A Long Road from the Great Recession

Understanding Oregon’s current pre-foreclosure trend helps to step back and look at the long arc of the last two decades.

At the height of the foreclosure crisis from 2009 to 2011, Oregon saw a monthly average of more than 2,500 pre-foreclosure filings, peaking at nearly 3,500 in 2010. Foreclosure notices flooded mailboxes like junk mail, and neighborhoods threw up shutters faster than homeowners could take down “for sale” signs.

But those dark days began to ease by 2012, and from 2016 to 2019, Oregon enjoyed what seemed like a new period of equilibrium. Monthly pre-foreclosures dipped below 300. Then the pandemic arrived.

While COVID-19 caused an unprecedented job market shock, the federal and state moratoriums on evictions and foreclosures kept thousands of homeowners in their properties, at least temporarily. In fact, in 2021, the state saw just 21 pre-foreclosure filings per month on average.

Since then, the numbers have gradually risen as forbearance protections expired. However, 2024 is so far trending lower compared to the past two years. Through the first nine months of the year, there have been about 148 filings per month, totaling 1,324 to date, nearly half of what Oregon recorded in 2023.

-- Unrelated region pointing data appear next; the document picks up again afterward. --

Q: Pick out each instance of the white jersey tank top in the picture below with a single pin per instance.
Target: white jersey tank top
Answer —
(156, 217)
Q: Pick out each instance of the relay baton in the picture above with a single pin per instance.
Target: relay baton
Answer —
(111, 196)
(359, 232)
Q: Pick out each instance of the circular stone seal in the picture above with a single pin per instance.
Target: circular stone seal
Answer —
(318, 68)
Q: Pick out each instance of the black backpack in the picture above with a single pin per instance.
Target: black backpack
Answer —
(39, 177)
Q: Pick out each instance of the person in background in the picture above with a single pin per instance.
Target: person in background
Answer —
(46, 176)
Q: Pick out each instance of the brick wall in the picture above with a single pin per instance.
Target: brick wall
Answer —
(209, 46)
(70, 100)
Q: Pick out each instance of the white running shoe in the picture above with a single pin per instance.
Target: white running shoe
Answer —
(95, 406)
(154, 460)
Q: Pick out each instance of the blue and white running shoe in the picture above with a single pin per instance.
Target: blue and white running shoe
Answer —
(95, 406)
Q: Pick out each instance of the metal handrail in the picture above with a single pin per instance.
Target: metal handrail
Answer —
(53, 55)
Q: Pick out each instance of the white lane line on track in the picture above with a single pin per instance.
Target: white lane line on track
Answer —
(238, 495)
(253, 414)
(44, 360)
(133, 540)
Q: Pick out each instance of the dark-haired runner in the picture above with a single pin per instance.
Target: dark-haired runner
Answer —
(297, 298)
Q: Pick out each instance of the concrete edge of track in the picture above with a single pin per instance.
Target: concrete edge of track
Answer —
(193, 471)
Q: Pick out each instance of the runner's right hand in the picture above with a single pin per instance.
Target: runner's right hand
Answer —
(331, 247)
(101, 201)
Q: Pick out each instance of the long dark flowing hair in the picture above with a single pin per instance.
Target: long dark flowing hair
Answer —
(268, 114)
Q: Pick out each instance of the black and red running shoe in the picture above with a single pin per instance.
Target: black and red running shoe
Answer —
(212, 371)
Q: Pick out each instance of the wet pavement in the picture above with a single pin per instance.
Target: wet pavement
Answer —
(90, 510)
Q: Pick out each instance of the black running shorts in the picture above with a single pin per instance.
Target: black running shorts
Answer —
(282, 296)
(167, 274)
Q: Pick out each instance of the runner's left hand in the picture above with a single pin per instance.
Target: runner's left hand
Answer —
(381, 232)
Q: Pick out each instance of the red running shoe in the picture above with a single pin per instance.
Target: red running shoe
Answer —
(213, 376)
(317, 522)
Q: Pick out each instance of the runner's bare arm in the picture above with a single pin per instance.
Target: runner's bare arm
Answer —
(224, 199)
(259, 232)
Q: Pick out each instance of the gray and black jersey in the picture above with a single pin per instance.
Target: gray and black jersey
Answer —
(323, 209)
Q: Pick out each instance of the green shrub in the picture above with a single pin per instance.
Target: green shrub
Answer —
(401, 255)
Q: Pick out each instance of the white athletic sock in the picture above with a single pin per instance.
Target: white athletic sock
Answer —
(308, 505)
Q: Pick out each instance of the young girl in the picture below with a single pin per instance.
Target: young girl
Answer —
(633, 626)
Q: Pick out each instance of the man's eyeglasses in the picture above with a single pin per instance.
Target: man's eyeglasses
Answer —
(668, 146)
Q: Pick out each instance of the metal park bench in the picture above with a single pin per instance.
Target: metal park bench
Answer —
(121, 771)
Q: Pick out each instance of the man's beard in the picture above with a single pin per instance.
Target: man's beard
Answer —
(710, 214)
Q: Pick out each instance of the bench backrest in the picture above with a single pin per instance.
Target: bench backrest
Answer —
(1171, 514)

So why the apparent progress?

The Data Suggests Recovery, But Reality Tells Another Story

What’s unfolding isn’t necessarily a picture of economic recovery. It may be more about timing, tightening regulations, and policy interventions doing exactly what they were designed to do: slow down the pace.

Yet, for many families across the state, the respite may be short-lived.

A mother of three in Medford shared the mounting pressure she feels to keep up with her mortgage after her husband lost his warehouse job earlier this year.

“We used savings for a few months, but then the rate on our loan adjusted and our payment jumped by $300,” she said. “We applied for assistance, but now I’m just waiting for the next letter. Every knock at the door makes my heart stop.”

Her story is not unique. Rising interest rates over the past two years have significantly driven up mortgage payments for homeowners on variable-rate loans. And although the Federal Reserve has recently hinted at a pause in rate increases, inflation continues to squeeze household budgets, especially for low- and middle-income families.

Oregon has also seen a surge in housing costs over the past decade; in cities like Bend and Portland, the median home price has doubled or tripled compared to 2010. Add to that soaring property taxes in some counties and the return of student loan repayments, and what you get is a financial environment where even gainfully employed homeowners are teetering on the edge.

The Pitfalls of Limited Data: Who Is Suffering—and Where?

One troubling reality is how little we truly know about where the burden is falling. The data available are aggregated at the state level, without breaking down which counties or cities are experiencing higher concentrations of pre-foreclosure.

That missing granularity makes it harder to anticipate where interventions are most needed or how local housing markets are absorbing financial stress. Are renters turning to homeownership only to find themselves overwhelmed by adjustable-rate mortgages? Are rural homeowners keeping up better than those in urban areas? These are questions we can’t answer, at least not yet.